Non mi persuade del tutto nemmeno l’atteggiamento minimizzante di chi sta avanzando la richiesta: voi dateci l’area, dicono, al resto pensiamo noi.
Al resto ci si pensa tutti insieme, qui sta il punto. La costruzione di una grande moschea non è un problema della comunità islamica milanese al quale la città debba rispondere solo offrendo un’area edificabile: è un problema della città tutta, è un progetto su cui la città decide un pezzo importante del suo futuro. Perciò altro che area fabbricabile! Della nuova moschea è responsabile tutta la cittadinanza.
Il tallone d’Achille si nasconde proprio qui. Non nella comunità islamica, ma nella città.
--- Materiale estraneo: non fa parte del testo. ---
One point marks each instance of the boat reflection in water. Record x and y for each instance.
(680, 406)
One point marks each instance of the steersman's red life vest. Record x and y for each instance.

L’esperienza ci insegna che le cose possono andar bene solo là dove le responsabilità si assumono insieme, per una decisione comune. Il discrimine tra un uso reale, ossia religioso, e un uso strumentale di un’occasione come questa sta nell’atteggiamento della città intera. Siamo noi milanesi a decidere se la grande moschea sarà un’opportunità per tutti o l’ennesimo scalino rotto, sul quale la città inciamperà.
Io credo che questo non sia soltanto un problema di regole o di modelli di convivenza. È, piuttosto, un problema antropologico. Di fronte alle sfide che la realtà ci pone, siamo chiamati a decidere se la prima cosa da fare sia di accettare la realtà oppure di aggrapparci ai nostri principi, alle nostre idées reçues.
Non si tratta di rinunciare alle proprie strategie, ma di decidere cosa viene prima: se la realtà (l’altro, ciò che differisce da noi) è un’opportunità o solo il pretesto per affermare le proprie posizioni pregresse (c’è chi pensa che i musulmani faranno sventolare la mezzaluna sulla cima del duomo e chi pensa che siano tutti buoni).
Non è un problema di modelli di convivenza, ma − com’è nella grande tradizione milanese − di cittadinanza: del cittadino che ciascuno di noi decide di essere. La storia di Milano è la storia dei suoi cittadini, non quella dei suoi monumenti. Solo così la grande moschea può funzionare: se diventa l’opera responsabile di tutta la città.